The human body’s defense system works in a similar way, scrambling immune cells to intercept an unidentified intruder in an attempt to eliminate every possible threat to the body’s well-being without harming “friendly” cells. For example, if there is a bacteria present within the body that lacks the appropriate antigen ID, the immune cells will recognize that the bacterial cells do not belong and will respond to try and kill the foreign bacteria before it can proliferate and create a potentially dangerous infection.

While this is a great mechanism for general self-resilience and defense, this introduces significant complexity when performing an organ transplant.
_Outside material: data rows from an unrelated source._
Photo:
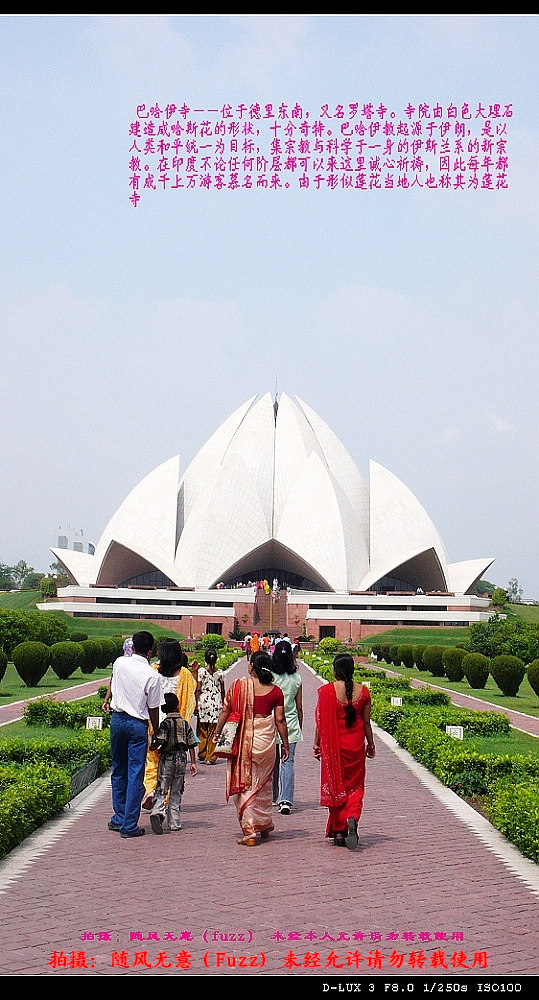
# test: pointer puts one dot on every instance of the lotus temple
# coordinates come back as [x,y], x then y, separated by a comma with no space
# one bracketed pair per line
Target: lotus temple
[272,526]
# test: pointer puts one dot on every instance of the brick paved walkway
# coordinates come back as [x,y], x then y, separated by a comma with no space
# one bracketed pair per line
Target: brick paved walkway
[431,878]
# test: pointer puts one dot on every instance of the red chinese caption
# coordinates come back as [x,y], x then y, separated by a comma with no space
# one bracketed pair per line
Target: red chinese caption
[354,147]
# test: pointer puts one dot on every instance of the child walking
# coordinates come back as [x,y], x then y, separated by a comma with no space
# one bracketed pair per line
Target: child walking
[174,738]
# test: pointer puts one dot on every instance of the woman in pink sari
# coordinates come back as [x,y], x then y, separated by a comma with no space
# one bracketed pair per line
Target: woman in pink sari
[249,778]
[343,738]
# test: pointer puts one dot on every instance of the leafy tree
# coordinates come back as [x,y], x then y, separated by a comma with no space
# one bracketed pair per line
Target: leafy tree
[533,676]
[47,586]
[498,637]
[7,581]
[59,574]
[514,592]
[31,581]
[483,587]
[499,597]
[21,570]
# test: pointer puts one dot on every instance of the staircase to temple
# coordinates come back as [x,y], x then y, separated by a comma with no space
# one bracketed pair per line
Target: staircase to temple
[269,613]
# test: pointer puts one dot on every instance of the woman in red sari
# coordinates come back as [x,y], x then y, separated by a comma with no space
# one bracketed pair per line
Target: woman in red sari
[249,778]
[343,738]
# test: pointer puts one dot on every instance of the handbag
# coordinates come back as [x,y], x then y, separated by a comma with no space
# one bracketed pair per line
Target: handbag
[227,742]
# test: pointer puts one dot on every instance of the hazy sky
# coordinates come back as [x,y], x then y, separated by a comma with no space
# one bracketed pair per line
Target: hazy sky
[406,318]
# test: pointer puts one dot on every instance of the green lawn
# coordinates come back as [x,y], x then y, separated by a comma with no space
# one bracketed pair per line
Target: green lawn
[20,600]
[12,688]
[422,636]
[96,628]
[530,612]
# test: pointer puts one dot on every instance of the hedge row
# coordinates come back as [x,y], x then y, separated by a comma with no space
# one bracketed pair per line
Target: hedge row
[29,796]
[72,714]
[33,659]
[456,664]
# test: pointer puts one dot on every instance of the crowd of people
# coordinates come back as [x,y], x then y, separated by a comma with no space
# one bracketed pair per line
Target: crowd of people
[256,724]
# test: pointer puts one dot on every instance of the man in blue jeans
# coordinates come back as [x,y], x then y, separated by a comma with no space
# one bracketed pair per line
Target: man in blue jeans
[136,697]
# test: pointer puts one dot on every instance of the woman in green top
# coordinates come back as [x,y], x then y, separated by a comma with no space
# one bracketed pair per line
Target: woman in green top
[286,676]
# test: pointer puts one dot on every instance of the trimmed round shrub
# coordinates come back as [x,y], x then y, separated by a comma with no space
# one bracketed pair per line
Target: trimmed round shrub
[92,655]
[533,676]
[418,657]
[432,660]
[65,658]
[406,654]
[394,655]
[476,669]
[329,645]
[508,672]
[31,661]
[452,658]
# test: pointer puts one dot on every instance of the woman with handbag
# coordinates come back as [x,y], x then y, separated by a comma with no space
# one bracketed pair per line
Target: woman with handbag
[257,705]
[343,739]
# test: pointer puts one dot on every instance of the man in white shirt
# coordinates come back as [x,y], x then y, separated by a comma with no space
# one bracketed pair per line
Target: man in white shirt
[136,697]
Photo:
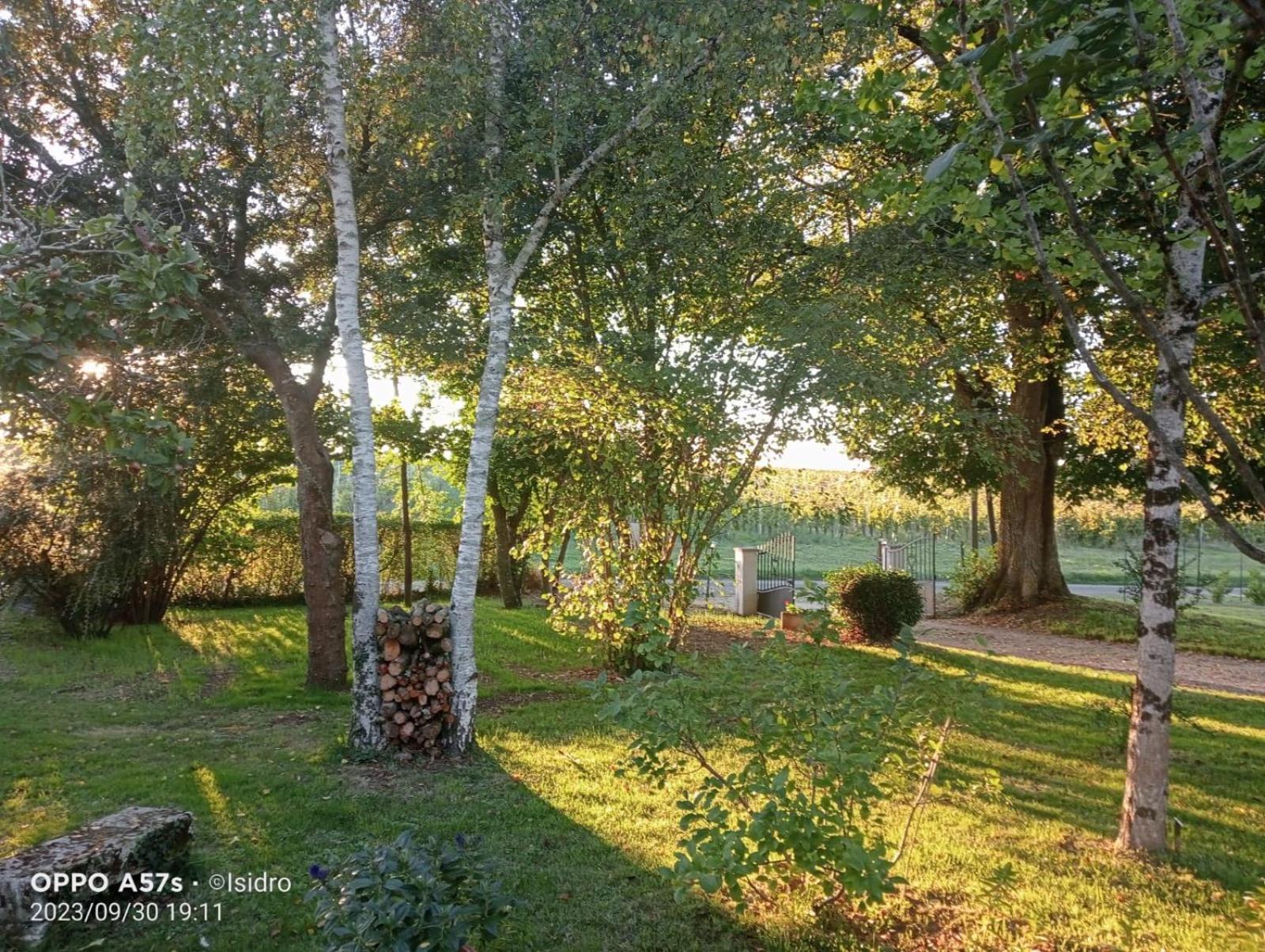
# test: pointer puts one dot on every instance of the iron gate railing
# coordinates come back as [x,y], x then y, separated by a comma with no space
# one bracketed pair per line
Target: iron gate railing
[775,568]
[917,557]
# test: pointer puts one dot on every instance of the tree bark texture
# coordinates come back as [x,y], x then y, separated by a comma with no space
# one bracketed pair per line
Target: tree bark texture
[508,577]
[406,528]
[1028,552]
[322,547]
[366,731]
[1144,817]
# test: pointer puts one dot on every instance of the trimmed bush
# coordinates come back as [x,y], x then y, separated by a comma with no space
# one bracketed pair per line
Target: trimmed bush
[874,603]
[410,895]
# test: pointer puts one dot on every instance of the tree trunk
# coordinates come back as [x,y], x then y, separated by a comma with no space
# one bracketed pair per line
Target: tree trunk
[466,579]
[1028,553]
[320,546]
[992,517]
[1144,815]
[506,579]
[366,732]
[406,528]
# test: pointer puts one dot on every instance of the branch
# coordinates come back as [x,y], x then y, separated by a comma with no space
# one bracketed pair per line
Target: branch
[911,33]
[1083,351]
[610,143]
[1126,294]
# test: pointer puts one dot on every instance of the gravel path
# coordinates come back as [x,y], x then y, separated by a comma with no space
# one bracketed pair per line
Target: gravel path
[1237,675]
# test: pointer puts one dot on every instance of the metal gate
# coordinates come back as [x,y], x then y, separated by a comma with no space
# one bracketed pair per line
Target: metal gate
[919,558]
[775,574]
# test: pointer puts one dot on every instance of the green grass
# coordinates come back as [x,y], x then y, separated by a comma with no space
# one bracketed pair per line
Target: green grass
[209,713]
[1214,629]
[1096,565]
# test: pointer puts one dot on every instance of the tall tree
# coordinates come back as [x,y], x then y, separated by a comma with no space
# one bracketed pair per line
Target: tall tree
[193,107]
[366,695]
[1003,425]
[504,269]
[1129,141]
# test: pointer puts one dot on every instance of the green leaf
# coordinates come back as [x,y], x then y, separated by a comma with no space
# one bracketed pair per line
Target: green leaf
[942,164]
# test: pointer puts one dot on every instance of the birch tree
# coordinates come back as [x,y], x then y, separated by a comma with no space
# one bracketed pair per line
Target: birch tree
[366,697]
[1127,139]
[505,266]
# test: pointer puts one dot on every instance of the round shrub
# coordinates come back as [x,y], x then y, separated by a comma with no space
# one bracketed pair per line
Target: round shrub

Because the immune system is unable to differentiate between a potentially life-threatening pathogen and a potentially life-saving organ transplant, instead simply recognizing them all as “unidentified threats,” ensuring a donor’s HLA type matches the patient’s is a more important factor in the success of a transplant than simply finding a blood type match. In fact, a patient’s ABO blood type is entirely independent of their HLA type, which is a significantly more complex indicator of compatibility.

The NGS Difference

Without a sufficient HLA type match, the immune system will fail to recognize foreign cells from another individual and will subsequently kill them off, rendering the transplant a failure as the body rejects the new organ. Avoiding this situation is where HLA typing can prove to be game-changing. HLA typing provides a way to match certain antigens from a potential donor to a recipient in need. In the past, there had been only six antigens that commonly factored into this process, but with the advent of next-generation genome sequencing we’ve expanded this to 11 unique antigens. This leap in technological ability promises greater clarity and precision towards finding the right match.

The new next-generation sequencing libraries allow us to get a more in-depth look at these highly polymorphic genes that have historically been difficult to sequence due to significant variability and sequence homology. With these new panels, clinical researchers are able to get clear results from the high-resolution sequencing that they can rely on. In addition to reliable results, HLA typing through next-generation sequencing provides both the affordable price points and rapid turnaround required in these time-sensitive organ transplants.